The study wasn’t all rosy. While patient engagement was measured at between 94 percent and 99 percent when the program was launched, it dropped to 53 percent to 60 percent at the end of the first year. And by the end of the program, when NIH funding – used to buy smartphones and data plans – ran out, no one was using the app.

In addition, UW researchers reported low clinician involvement in the program. Physicians expressed concerns that the app couldn’t integrate with their EMR platform, so they might miss indicators that a patient was in emotional distress, perhaps even suicidal. To address that concern, each clinic assigned one staff member to monitor the app’s use and alert doctors of any patients in distress.

Clinicians also struggled with the lack of funding.

“Two of the three clinics wanted to maintain the use of Seva, but they struggled to find funding to support this,” the study reported.

Still, researchers said the study points to the potential for patient-facing mHealth interventions.

“This study showed the potential of patient peer support in encouraging treatment adherence,” they reported. ”Patient peer support is unusual in primary care. It is also a type of care that does not add to, and may reduce, clinician burden. Clinicians who used Seva were generally enthusiastic about it, as demonstrated by two clinics wanting to continue using the system after grant funding ended, even though these intentions have thus far gone unfulfilled.”

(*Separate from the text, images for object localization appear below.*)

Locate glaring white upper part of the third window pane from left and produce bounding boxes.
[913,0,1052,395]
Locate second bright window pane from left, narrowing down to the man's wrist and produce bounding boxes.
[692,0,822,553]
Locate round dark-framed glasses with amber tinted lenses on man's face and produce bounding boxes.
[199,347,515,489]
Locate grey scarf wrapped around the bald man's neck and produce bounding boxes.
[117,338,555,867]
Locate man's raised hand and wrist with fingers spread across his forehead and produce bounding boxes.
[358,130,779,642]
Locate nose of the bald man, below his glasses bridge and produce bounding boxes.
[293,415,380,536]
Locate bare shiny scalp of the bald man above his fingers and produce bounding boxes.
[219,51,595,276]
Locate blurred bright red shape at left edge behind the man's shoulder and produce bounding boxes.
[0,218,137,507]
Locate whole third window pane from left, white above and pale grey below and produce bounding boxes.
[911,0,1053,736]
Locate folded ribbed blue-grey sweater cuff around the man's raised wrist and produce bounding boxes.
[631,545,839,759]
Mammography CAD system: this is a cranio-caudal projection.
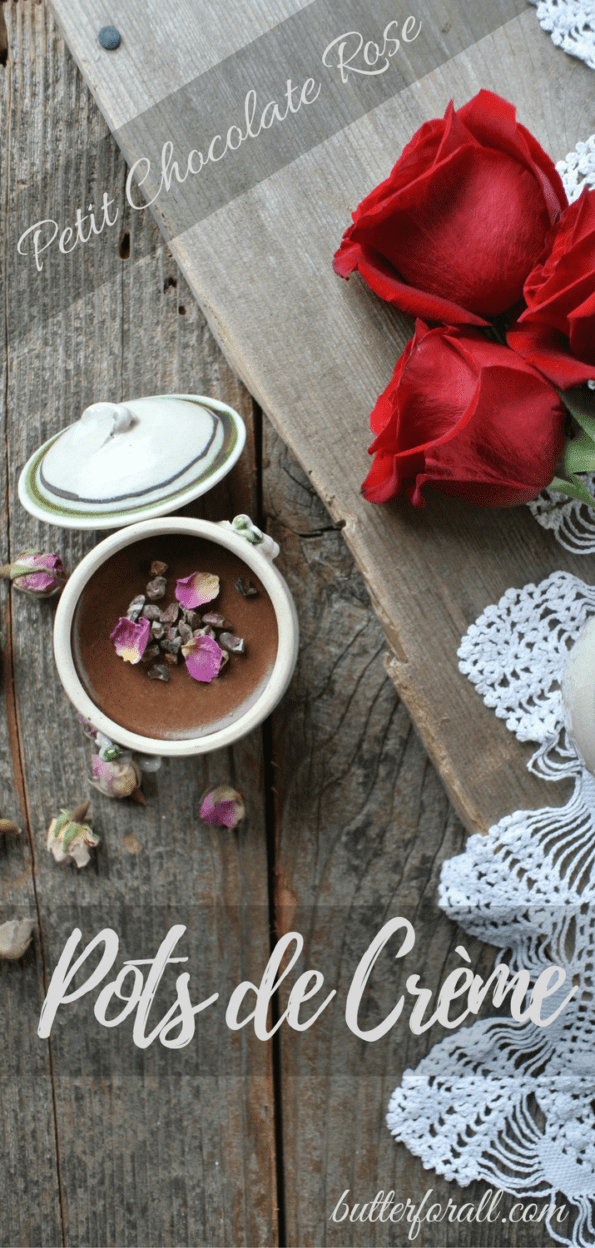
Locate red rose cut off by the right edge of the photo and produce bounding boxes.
[508,191,595,389]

Gustafson, Marsch and their colleagues laid out four lessons learned from the study about implementing mHealth in a primary care setting:

  1. Plan and have a budget for working with IT staff to integrate the mHealth platform into the EHR.
  2. Work with clinic staff to fit the program into the clinic’s workflow.
  3. Make sure all questions posed by clinic staff are addressed.
  4. Address the cost involved in ensuring sustainability.

“Our experience illustrates that mHealth can engage patients suffering from addiction in ways that benefit patients without adding substantial burden on health care providers,”  the study concluded. “Although challenges remain, thoughtful deployment of mHealth could improve the treatment of addiction in primary care and might also improve the treatment of other chronic conditions that have prominent behavioral components (eg, diabetes). In so doing, mHealth could transcend the physically local and professionally controlled systems that characterize the US health care system.”